Photo © Laurent Charpentier
Lorsque la convection s'accentue, le cumulus continue de se développer verticalement, pouvant atteindre une altitude de 13 000 mètres : il devient alors cumulonimbus.
À quoi ressemble-t-il ? Le cumulonimbus est une sorte de giga cumulus : si la taille de sa base n'augmente pas, il peut s'élancer jusqu'à une altitude de 13 000 mètres.
Sa base s'assombrit, car les mouvements d'air verticaux qu'il abrite engendrent des précipitations. Son sommet est en forme d'enclume.
Faut-il s'en méfier ? Le cumulonimbus est habité de nombreuses turbulences qui elles-mêmes génèrent d'importantes quantités d'énergies.
Aussi ce nuage s'accompagne-t-il de modifications locales du vent : rafales pouvant atteindre 40 à 50 noeuds pendant quelques dizaines de minutes - en été - et fortes variations de vent - celui-ci descend de l'intérieur du nuage pour s'écraser sur la surface et partir dans toutes les directions.
La pluie, la grêle, des grains et la foudre peuvent l'accompagner.

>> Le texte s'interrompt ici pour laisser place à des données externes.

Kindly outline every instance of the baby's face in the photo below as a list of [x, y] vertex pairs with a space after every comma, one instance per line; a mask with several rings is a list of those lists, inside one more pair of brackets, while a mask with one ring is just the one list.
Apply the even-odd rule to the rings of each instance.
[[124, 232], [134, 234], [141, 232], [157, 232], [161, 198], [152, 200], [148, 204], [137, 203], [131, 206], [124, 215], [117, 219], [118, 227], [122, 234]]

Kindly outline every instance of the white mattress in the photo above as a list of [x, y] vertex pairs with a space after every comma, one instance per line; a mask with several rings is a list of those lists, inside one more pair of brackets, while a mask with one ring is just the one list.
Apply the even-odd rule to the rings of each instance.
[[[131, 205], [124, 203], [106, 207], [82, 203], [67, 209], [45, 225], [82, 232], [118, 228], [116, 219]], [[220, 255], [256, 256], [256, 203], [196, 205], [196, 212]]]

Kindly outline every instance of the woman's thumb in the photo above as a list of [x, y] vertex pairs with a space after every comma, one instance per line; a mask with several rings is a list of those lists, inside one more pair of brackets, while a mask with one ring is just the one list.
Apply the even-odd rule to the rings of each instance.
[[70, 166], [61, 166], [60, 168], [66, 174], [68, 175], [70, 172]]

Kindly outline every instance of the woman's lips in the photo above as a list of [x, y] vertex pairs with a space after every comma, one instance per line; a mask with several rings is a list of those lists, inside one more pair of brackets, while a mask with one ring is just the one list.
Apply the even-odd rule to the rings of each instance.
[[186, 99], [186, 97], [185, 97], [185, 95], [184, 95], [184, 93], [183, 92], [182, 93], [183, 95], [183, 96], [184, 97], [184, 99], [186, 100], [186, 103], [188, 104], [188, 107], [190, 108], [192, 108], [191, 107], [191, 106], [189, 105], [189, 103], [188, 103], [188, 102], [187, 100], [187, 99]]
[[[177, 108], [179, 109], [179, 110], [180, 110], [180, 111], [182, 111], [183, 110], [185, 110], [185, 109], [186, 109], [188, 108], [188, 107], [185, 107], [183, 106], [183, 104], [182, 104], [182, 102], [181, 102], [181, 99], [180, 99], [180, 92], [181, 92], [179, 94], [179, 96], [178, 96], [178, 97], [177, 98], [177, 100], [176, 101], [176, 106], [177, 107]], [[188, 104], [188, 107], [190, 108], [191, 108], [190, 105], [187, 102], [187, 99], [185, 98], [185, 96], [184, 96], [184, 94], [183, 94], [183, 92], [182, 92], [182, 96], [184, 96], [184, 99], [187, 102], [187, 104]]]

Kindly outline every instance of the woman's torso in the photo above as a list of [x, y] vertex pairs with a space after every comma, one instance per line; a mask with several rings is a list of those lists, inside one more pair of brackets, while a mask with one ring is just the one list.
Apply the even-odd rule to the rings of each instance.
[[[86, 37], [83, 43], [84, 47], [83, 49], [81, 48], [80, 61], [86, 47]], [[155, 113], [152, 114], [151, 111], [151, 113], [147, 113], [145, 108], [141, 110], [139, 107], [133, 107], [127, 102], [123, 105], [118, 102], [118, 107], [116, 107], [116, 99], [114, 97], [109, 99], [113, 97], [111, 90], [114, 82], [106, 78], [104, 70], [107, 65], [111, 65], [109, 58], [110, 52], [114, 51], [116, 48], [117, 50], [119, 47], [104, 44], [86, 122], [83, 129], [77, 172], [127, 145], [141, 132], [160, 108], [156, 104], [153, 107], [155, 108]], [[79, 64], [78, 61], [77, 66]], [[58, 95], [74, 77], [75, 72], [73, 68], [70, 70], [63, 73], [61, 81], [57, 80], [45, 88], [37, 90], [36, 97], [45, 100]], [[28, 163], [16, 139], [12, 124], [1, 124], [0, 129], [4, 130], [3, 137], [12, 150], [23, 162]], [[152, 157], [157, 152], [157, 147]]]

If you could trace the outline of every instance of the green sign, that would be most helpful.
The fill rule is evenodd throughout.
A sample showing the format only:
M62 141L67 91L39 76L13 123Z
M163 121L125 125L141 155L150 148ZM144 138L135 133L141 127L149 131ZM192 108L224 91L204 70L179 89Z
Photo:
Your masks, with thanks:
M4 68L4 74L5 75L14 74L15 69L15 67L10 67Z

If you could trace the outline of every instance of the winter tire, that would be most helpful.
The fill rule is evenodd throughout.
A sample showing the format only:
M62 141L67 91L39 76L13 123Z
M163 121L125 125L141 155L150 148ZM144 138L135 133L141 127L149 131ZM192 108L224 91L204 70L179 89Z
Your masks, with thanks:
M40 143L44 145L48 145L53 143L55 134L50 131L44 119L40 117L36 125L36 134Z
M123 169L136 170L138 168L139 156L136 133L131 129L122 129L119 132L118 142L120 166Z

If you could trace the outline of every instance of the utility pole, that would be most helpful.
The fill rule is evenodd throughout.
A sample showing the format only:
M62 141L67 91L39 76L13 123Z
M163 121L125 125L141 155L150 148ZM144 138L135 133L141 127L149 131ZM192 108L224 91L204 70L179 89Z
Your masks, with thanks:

Pour éviter un cumulonimbus, le skipper doit prendre en compte sa trajectoire et les vents centrifuges qu'il génère : le nuage se déplace selon un axe à + 20 degrés du vent synoptique ; l'avant du nuage subit des vents de 20 à 35 noeuds, ses côtés 20 à 25 noeuds, son centre et son arrière des vents nuls.
Le cumulonimbus est un cumulus hyper développé. C'est rien de le dire... (Cliquez sur l'illustration pour l'agrandir.)
Photo © François Chevalier
Fréquence et localisation : le Golfe de Gascogne est particulièrement concerné en juillet et août ; la Méditerranée, de juin à octobre, avec une plus forte fréquence en fin de période. La Manche est très rarement touchée.